Esta seção é destinada a análise e discussão abrangendo setores, empresas, produtos, serviços e consumo. Será aplicada a perspectiva holista, que preconiza que todos os seres interagem formando um todo, sem que se possa entendê-los isoladamente . Portanto, assumimos que os mundos da produção e do consumo estão interligados e se influenciam constantemente; e que o encontro entre esses mundos acaba por definir a natureza dos setores.

 

 

Assumimos também que no cenário (ou ambiente) de negócios os atores estão em constante interação, de maneira que cada movimento empreendido influencia automaticamente o comportamento de todos. Rivalidade e cooperação passam a ser traços comportamentais de suma importância para a determinação da dinâmica das interações. Para dar mais objetividade a perspectiva de cenário de negócios, serão utilizadas expressões como cadeias e redes, todos estas oriundas de abordagens conceituais amplamente discutidas na Teoria Administrativa.

Evidentemente, também será analisado o comportamento do poder público e dos demais atores que formam o cenário de negócios, criando um amplo quadro de stakeholders. Questões como sustentabilidade, responsabilidade social, comércio justo, segurança alimentar e ética nos negócios são integradas ao quadro de análise.

Com respeito ao processo de interação entre atores de uma cadeia de suprimento, observa-se um jogo de forças para definir condições de liderança na corrida pela criação de valor.

Atualmente a maioria das cadeias de suprimento procuram seguir as sinalizações da demanda. Já é amplamente reconhecido que as tendências de consumo precisam ser captadas, analisadas e, de acordo com a viabilidade, atendidas. Além disso, há muito os consumidores deixaram de ser um elo fragilizado ou simplesmente observado como “demanda”. Já existem associações de consumidores e outras iniciativas que dão a esse elo real capacidade de influenciar o funcionamento de muitas cadeias/redes de suprimento.

Mas quem são os clientes? Essa é a pergunta que cada empresa precisa fazer para cada pacote de valor que oferece. Porque o sucesso das cadeias/redes de suprimento está em colocar a tecnologia a serviço da produção de maior valor para o cliente.

Entretanto, os interesses dos atores de transformação e distribuição também pesam na definição do jogo de forças. A tecnologia é a ferramenta mais utilizada para influenciar o padrão de interações na cadeia de suprimento. A capacidade para  inovar  é a força propulsora que acaba por definir as expectativas de cada ator no jogo.
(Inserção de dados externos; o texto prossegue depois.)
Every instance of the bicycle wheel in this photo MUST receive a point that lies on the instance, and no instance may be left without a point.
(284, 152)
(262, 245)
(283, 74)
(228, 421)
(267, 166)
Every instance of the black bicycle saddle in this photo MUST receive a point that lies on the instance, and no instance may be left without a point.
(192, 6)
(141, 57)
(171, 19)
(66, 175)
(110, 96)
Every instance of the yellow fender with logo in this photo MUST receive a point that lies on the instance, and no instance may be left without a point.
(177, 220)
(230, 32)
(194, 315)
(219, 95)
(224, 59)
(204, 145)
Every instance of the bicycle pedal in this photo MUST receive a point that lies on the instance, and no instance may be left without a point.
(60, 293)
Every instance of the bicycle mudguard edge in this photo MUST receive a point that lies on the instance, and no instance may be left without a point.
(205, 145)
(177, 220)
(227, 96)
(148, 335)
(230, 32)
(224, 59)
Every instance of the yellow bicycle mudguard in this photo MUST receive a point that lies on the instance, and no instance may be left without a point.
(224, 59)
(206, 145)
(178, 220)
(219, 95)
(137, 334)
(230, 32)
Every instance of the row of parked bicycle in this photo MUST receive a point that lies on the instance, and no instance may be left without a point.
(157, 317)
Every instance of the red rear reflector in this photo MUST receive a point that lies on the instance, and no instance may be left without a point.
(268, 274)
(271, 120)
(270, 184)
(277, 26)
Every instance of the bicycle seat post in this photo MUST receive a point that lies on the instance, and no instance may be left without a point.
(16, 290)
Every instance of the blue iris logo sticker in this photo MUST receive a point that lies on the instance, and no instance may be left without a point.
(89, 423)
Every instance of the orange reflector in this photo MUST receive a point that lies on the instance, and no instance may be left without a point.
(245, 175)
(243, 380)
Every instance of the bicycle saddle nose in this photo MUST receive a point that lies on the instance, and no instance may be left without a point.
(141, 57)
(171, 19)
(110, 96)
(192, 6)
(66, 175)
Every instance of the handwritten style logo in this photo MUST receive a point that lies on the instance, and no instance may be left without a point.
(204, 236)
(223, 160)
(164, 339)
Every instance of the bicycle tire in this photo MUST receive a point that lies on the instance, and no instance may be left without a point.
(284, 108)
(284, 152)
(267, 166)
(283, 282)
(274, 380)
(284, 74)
Um exemplo interessante é o caso dos alimentos transgênicos. Os grandes laboratórios, produtores de sementes e de defensivos agrícolas, mostraram-se tão fortes quanto a indústria de alimento final e a distribuição, e impulsionam uma reorganização do sistema agroalimentar em prol da aceitação dos alimentos geneticamente modificados. Eles estabeleceram no elo de insumos, através de sua inovação, um padrão de criação e captação de valor que tornou o negócio deles altamente atrativo.

A interação entre cadeias/redes de suprimentos é um fenômeno que receberá atenção. Por exemplo, tem-se a espetacular convergência industrial observada entre as empresas de aparelhos telefônicos e de material fotográfico. Com relação a internet, empresas de comunicação unem-se a produtores de softwares e a produtores de conteúdo para definir os padrões de uso. O aporte de tecnologia desses atores influencia fortemente os mundos da produção e do consumo.

No momento em que os competidores de diversas cadeias/redes nivelam-se tecnologicamente, a forma como esse recurso é utilizado tornar-se o diferencial competitivo da nova era. O que encontra-se à disposição das organizações são recursos que diferenciam-se cada vez menos, criando na forma de agrupá-los o verdadeiro diferencial. O somatório dos recursos tangíveis e intangíveis utilizados por uma organização pode ser inferior ao resultado do “todo agrupado”, desde que o cliente seja colocado em primeiro lugar, e, dentro de uma perspectiva de modernidade que os relacionamentos em cadeia/rede exigem.